L'inflation s'est un peu calmée aux Etats-Unis avant la reprise des hostilités au Moyen-Orient
Le reflux des prix à la pompe a permis le mois dernier de modérer l'inflation aux Etats-Unis, cette accalmie étant ternie par la reprise des hostilités au Moyen-Orient ces derniers jours, qui ont fait repartir les cours du pétrole à la hausse.
L'indice des prix à la consommation (CPI) a ralenti à 3,5% sur un an en juin, contre 4,2% en mai, selon les données officielles publiées mardi.
L'inflation sous-jacente, c'est-à-dire hors prix volatils de l'alimentation et de l'énergie, a aussi ralenti à 2,6% sur un an, contre 2,9% le mois précédent.
Ces données sont nettement meilleures que ce qui était attendu par les investisseurs.
Le rythme reste toutefois bien au-dessus de l'objectif de la Réserve fédérale américaine (Fed). Surtout, ce reflux est largement dû au recul du prix de l'essence (-9,7% sur un mois) qui avait suivi la détente diplomatique entre Washington et Téhéran.
Les hostilités ont depuis repris dans le Golfe. Les cours mondiaux du pétrole ont rebondi, augurant des répercussions jusque dans les stations-service américaines.
"C'est le recul des prix de l'énergie qui a entraîné la baisse des chiffres de l'inflation. Or nous faisons face aujourd'hui à une nouvelle hausse des prix de l'énergie", a relevé auprès de l'AFP Sam Stovall, analyste chez CFRA.
- Très chers billets d'avion -
La guerre, impopulaire aux Etats-Unis, a mis sous pression l'exécutif américain à quelques mois d'élections nationales.
Le président Donald Trump avait fait de l'amélioration du pouvoir d'achat une de ses priorités lors de sa campagne victorieuse de 2024.
Le mois dernier, il ne s'était pas ému de l'inflation, au plus haut depuis trois ans, livrant même une réaction inattendue: "Les chiffres étaient supers (...) j'aime l'inflation", avait-il lancé, avant d'assurer que celle-ci allait "tomber comme une pierre" une fois le conflit terminé.
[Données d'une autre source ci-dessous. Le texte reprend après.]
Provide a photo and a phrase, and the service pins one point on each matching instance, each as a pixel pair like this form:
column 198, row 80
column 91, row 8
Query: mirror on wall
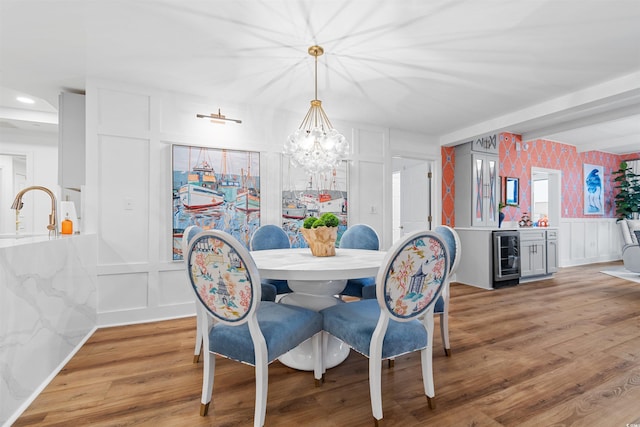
column 512, row 191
Les nouvelles données ont suscité un ouf de soulagement du côté des marchés financiers car elles éloignent la perspective d'une hausse très prochaine des taux d'intérêt de la Fed.
La veille, un des plus hauts responsables monétaires américains, le gouverneur Christopher Waller, avait indiqué qu'il soutiendrait "à court terme" un resserrement si l'inflation sous-jacente continuait d'aller dans la mauvaise direction. Ce n'est donc pas le cas.
Il avait souligné que l'énergie n'était qu'une des sources de pression inflationniste sur la première économie mondiale, au côté des droits de douane mis en place par Donald Trump mais aussi de la frénésie autour de l'intelligence artificielle (IA) et des centres de donnés qui fait augmenter les coûts des équipements de climatisation et des composants électroniques.
Au quotidien, les Américains dépensent plus pour se loger (+2,8% sur un pour les loyers), se vêtir (+3,9%), se nourrir (+3%). Les fruits et légumes, en particulier, sont 5,3% plus cher qu'en juin 2025.
Mais c'est la guerre au Moyen-Orient et ses ramifications qui continuent de peser le plus lourd: l'énergie dans son ensemble a augmenté de près de 16% sur un an, les billets d'avion sont en hausse de plus de 26%.